Duplicates in Photos now have new numbers!

M2 Mini bang up to date & iPad Air (5th Gen) not quite up to date.
I was trying to update the iPad but it reported that there wasn’t enough room for the download.
This afternoon I set to to remove as many photos as possible to the Mini (mostly grandchildren and flowers etc. there are hundreds of them!)
To speed up the process I decided to move the pix a page full at a time.
All went well.
As I knew there were bound to be dupes (several years with photos on the iPad and the mini)
I thought I would use Photo’s find duplicates mechanism to then sort them out.
Find duplicates is working well however…most of the duplicates are appearing with different file-names, in some instances where there are 2 duplicates there are 3 different file-names. Oddly one dupe will have 00 added infront of the number, but the following digits are not the same as the original, as below:-

Is anyone else seeing this?
(for those interested, it’s the interior of a Oigo high speed train in Spain)

Yes, although infrequently and not recently. FWIW, I don’t use Photos; I saw the odd filenames (00 prepended) in the Finder. I was dealing with many fewer photos (probably under a dozen) and simply deleted the duplicates.
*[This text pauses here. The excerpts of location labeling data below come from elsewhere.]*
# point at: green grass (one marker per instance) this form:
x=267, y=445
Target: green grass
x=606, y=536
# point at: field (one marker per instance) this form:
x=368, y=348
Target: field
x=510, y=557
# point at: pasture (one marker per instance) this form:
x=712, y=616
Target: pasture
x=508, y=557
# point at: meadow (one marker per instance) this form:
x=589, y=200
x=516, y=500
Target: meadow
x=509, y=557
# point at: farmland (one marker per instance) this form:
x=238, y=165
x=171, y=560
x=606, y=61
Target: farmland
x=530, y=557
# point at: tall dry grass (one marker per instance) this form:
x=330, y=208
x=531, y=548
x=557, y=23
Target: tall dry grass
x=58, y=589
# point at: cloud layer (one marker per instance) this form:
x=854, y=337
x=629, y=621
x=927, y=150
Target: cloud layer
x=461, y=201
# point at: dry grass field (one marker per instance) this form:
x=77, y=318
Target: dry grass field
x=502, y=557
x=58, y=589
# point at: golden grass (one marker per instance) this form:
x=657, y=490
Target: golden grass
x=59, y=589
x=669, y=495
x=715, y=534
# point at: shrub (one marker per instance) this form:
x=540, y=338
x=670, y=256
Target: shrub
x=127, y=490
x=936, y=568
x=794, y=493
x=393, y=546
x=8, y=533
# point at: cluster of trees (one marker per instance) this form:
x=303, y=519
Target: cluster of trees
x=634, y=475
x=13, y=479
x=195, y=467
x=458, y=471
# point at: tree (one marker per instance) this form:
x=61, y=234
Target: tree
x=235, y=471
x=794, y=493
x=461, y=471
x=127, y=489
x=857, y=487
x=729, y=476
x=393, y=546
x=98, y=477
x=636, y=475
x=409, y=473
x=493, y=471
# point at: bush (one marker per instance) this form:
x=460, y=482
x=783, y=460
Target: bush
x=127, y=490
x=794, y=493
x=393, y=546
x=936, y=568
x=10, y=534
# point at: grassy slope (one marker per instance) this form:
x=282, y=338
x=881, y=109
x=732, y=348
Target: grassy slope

The only time I’ve seen this was when I was using the old iCloud PhotoSync (which has since been replaced with something else).

I was on vacation in Italy. After each day’s touring, I imported all the new pictures from my camera’s memory card to my laptop, which pushed them to iCloud. When I arrived home, I (mistakenly…) imported the camera’s card to my desktop system.

iPhoto (what I was using at the time) did not realize that these were the same pictures. I ended up with two copies of everything - one from iCloud and one from my camera. With different timestamps, and neither seemed to be correct.

It was a surprisingly difficult mess to clean up. I needed to manually detect and delete the duplicates and then use my memory of the events to adjust the timestamps, because for many of the pictures, the timestamps were not correct for either time zone.

Today, I don’t use iCloud and I don’t sync photos while on vacation. I set my camera’s clock to whatever the local time is and don’t sync anything until I get home. Then I adjust the imported pictures based on the time-zone offset, knowing that the EXIF data will have local-time values for every image.

I don’t have these problems with pictures from my iPhone - they have proper timestamps (and GPS coordinates) in them. But my standalone camera has a 12x optical zoom lens, which is really useful when on vacation.